Deben, por tanto, aplicarse las leyes de la electricidad para entender el funcionamiento de la dimensión espiritual hecha del Elemento 1 Aire, actuando el Aire como cable conductor o resistencia entre los polos opuestos. Las sefirot opuestas serían campos eléctricos formados por la presencia de cargas eléctricas opuestas. El Aliento de Dios de la sefirá 1 Keter (+) se refleja en la sefirá 10 Maljut (-) y provoca una corriente de Aire que circula por la columna central del Árbol de la Vida.


Este elemento 1 Aire representa, en el tiempo, la estación templada que se da siempre entre verano e invierno, por la que necesariamente hay que pasar para llegar de una a otra. Es lo templado (Ravayah), el deseado medio entre el fuego y el agua, “la copa que rebosa” del Salmo 23 del Rey David. Simboliza el estado de equilibrio perfecto entre 2 extremos.


Desde el punto de vista de la Física, es el estado de expansión contenida que se da en un cuerpo gaseoso, intermedio entre la materia sólida comprimida y la energía que es pura expansión. Es también la fuerza nuclear débil del átomo, gracias a la cual pueden existir las partículas ligeras como los electrones.

En el cuerpo humano se identifica con el tórax, razón por la cual veremos que esta letra 1 Alef se identifica también con la línea horizontal central del Árbol de la Vida, siendo uno de los 32 senderos de sabiduría que lo conforman.


Representa el pecho y los pulmones, que inhalan y exhalan, lo que indica la posibilidad de unión de los 2 mundos a través de ellos.


La Alef es el alma colectiva, que se representa como el elemento 1 Aire y la letra 1 Alef, el Adam Kadmón, el alma colectiva que abarca el universo completo y que conecta el mundo de Arriba con el de abajo.


Si bien el alma es la corriente eléctrica entre los 2 extremos del universo, es claro que como en la Física, esta corriente tiene su origen en la presencia de 2 elementos de cargas opuestas: arriba la sefirá 1 Keter (+) y abajo, la sefirá 10 Maljut (-).


La carga positiva que se encuentra en la sefirá 1 Keter es la Luz Yejidá, el alma más elevada que se encuentra en nuestro mundo y que como hemos visto se conoce como Aliento de Dios o Espíritu Santo; es el alma del Mashiaj.


La sefirá 10 Maljut actúa como el polo negativo que atrae la entrada de la energía positiva en nuestro sistema. El fenómeno es similar al rayo que atrae la Tierra en la tormenta, si bien en este caso, la luz del alma no es visible al ojo humano (aunque ya ciertos aparatos médicos han captado la luz que desprende el alma cuando deja el cuerpo. El alma es Luz, aunque invisible para el ojo humano).
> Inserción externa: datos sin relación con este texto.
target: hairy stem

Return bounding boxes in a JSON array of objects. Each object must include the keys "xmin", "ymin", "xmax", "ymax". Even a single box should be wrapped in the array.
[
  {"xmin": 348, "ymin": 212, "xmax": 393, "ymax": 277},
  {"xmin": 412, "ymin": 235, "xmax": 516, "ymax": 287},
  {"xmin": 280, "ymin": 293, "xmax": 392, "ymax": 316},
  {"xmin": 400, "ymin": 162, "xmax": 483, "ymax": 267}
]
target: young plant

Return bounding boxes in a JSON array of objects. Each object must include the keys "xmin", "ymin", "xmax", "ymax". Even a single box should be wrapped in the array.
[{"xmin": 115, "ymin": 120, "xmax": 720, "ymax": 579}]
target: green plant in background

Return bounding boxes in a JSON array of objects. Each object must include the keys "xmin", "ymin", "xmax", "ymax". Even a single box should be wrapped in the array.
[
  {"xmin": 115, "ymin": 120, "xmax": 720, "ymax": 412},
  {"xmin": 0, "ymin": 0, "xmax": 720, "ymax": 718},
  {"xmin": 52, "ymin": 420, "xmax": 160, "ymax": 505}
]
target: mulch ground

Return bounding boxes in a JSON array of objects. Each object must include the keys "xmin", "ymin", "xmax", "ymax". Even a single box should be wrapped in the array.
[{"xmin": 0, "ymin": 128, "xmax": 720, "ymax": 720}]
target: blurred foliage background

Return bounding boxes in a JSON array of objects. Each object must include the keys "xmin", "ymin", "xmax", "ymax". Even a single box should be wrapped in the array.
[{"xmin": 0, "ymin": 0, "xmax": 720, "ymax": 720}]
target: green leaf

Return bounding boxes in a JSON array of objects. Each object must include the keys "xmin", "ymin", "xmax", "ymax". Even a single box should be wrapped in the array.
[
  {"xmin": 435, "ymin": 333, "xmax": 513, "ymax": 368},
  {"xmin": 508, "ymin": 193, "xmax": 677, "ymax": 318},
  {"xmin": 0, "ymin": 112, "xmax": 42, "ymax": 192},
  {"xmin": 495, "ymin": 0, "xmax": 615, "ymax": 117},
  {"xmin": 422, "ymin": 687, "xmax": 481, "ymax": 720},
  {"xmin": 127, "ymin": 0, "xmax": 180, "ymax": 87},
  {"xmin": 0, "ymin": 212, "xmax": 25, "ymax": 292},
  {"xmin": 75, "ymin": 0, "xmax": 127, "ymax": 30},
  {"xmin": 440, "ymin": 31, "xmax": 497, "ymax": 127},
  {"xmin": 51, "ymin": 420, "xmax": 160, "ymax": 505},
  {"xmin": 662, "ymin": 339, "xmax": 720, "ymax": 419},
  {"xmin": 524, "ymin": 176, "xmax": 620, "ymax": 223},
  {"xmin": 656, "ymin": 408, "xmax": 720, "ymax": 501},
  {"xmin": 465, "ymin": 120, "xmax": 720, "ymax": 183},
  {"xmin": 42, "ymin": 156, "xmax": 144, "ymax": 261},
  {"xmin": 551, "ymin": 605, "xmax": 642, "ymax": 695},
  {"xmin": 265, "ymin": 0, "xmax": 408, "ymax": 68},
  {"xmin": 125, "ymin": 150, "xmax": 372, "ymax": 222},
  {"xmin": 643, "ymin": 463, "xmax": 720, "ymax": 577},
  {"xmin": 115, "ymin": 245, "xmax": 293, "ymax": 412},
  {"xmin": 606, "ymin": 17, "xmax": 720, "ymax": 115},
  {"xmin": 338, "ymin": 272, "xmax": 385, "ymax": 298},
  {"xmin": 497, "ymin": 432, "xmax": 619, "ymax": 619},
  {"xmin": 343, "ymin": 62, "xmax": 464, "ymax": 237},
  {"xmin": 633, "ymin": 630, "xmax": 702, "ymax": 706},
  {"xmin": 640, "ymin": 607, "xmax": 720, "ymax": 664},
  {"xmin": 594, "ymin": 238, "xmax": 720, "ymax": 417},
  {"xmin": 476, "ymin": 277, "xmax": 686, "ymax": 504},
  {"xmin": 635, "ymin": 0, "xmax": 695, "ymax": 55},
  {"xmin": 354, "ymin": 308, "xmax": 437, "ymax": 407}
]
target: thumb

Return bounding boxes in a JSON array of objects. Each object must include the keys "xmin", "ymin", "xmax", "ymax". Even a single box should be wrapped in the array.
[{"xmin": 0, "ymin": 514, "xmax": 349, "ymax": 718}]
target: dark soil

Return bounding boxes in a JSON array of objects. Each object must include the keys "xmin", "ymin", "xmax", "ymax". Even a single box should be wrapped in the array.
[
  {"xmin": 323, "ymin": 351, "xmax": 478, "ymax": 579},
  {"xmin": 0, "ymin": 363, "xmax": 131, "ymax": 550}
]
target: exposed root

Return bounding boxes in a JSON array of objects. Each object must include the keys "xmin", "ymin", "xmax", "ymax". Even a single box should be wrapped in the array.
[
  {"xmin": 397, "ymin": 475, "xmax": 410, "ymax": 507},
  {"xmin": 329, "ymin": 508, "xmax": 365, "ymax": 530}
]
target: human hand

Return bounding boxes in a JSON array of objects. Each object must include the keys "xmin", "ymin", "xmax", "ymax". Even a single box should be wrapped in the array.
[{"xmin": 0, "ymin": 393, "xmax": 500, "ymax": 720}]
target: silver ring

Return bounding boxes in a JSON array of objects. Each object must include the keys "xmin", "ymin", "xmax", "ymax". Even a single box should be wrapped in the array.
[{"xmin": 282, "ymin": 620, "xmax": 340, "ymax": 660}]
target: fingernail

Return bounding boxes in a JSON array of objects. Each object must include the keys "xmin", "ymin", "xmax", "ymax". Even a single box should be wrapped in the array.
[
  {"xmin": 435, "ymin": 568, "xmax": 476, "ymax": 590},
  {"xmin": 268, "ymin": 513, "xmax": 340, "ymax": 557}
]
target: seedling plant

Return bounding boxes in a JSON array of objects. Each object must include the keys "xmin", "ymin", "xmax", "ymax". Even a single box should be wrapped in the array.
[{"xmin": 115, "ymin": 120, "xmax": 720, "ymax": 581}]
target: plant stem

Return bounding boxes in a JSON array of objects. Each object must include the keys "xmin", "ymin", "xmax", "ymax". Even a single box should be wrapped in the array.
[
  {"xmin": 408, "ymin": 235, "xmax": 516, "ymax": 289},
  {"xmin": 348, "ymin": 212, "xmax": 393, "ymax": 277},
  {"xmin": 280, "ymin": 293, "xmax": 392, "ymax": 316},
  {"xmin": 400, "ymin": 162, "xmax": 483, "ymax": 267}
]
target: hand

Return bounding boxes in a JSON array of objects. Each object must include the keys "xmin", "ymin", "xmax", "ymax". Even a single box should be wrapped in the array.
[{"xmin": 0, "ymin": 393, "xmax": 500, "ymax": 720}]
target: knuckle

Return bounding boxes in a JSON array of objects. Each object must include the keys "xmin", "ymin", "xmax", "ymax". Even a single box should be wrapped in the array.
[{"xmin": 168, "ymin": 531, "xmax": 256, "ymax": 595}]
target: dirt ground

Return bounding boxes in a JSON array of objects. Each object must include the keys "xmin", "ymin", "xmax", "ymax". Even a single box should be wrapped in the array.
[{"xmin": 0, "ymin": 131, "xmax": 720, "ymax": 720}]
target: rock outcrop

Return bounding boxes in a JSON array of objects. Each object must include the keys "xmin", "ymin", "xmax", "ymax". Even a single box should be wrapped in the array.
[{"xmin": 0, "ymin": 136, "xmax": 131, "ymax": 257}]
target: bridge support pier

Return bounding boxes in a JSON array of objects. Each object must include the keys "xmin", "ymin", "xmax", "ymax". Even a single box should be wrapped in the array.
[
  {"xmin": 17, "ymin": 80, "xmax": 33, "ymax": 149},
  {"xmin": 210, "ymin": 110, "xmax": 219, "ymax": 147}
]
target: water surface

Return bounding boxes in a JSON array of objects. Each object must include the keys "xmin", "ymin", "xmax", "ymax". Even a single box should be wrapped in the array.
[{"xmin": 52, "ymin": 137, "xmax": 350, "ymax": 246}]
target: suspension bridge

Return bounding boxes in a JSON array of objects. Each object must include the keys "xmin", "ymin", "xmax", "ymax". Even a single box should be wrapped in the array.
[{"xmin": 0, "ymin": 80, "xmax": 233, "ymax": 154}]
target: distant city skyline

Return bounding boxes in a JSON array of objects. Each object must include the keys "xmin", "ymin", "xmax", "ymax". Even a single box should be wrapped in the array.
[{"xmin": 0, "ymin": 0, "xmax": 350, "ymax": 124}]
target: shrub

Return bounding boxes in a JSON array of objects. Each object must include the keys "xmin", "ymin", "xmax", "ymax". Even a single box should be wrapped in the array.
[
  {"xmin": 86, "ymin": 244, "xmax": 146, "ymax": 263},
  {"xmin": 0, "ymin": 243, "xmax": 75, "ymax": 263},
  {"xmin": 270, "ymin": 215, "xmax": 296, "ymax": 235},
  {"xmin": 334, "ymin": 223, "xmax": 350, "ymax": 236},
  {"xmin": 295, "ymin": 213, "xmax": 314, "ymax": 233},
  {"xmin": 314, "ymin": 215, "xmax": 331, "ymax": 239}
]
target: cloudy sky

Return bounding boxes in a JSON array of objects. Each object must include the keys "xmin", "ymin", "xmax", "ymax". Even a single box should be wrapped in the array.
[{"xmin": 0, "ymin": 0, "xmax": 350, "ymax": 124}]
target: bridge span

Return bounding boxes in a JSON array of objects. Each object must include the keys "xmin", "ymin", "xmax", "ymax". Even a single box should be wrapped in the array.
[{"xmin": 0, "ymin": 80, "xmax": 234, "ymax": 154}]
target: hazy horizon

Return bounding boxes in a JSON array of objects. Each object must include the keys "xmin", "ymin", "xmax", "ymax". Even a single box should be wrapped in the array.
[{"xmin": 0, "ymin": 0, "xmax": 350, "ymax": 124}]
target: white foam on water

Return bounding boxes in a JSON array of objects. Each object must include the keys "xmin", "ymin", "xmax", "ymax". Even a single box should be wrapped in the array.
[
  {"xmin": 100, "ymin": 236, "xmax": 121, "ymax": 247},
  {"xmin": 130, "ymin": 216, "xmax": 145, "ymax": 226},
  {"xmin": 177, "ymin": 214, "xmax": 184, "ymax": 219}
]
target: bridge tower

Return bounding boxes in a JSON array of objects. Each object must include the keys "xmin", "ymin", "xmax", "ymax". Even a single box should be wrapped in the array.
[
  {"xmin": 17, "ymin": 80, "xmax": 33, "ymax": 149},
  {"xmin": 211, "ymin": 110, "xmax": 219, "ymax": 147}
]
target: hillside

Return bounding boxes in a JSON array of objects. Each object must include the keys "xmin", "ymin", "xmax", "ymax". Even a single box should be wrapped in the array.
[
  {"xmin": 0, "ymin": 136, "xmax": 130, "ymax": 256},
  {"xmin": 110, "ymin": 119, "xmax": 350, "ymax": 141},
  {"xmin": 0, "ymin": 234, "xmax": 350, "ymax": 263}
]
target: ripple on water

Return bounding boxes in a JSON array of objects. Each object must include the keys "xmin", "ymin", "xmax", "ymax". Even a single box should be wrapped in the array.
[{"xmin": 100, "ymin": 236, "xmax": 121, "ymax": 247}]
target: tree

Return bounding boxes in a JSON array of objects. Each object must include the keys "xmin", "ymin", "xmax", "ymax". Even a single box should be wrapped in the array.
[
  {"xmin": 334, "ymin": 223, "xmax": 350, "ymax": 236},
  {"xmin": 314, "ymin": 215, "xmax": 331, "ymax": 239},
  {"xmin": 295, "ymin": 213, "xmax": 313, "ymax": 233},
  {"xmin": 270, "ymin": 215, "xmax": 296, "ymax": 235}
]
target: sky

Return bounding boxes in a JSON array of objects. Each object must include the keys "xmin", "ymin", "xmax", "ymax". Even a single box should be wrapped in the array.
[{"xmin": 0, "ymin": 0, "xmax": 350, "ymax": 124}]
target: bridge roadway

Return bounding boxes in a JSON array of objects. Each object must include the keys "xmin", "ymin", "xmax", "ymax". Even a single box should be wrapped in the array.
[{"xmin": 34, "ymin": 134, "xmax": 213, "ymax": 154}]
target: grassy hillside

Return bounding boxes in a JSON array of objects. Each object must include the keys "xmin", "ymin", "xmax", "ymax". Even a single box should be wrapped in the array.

Frente al Aliento de Dios, o Luz Yejidá o positiva, se forma en la sefirá 10 Maljut la Luz reflejada o el Aliento del Aliento, que actúa como carga negativa opuesta a la primera. Esta es la Shejiná, otro concepto esencial de la Kabalá del que trataremos más adelante, porque es Ella quien actúa como matriz de todo lo que se desarrolla. Es el éter de la cábala esotérica, la partícula de Dios que busca la ciencia o partícula esencial (¿el bosón de Higgs, quizás?) con la que se forma la materia.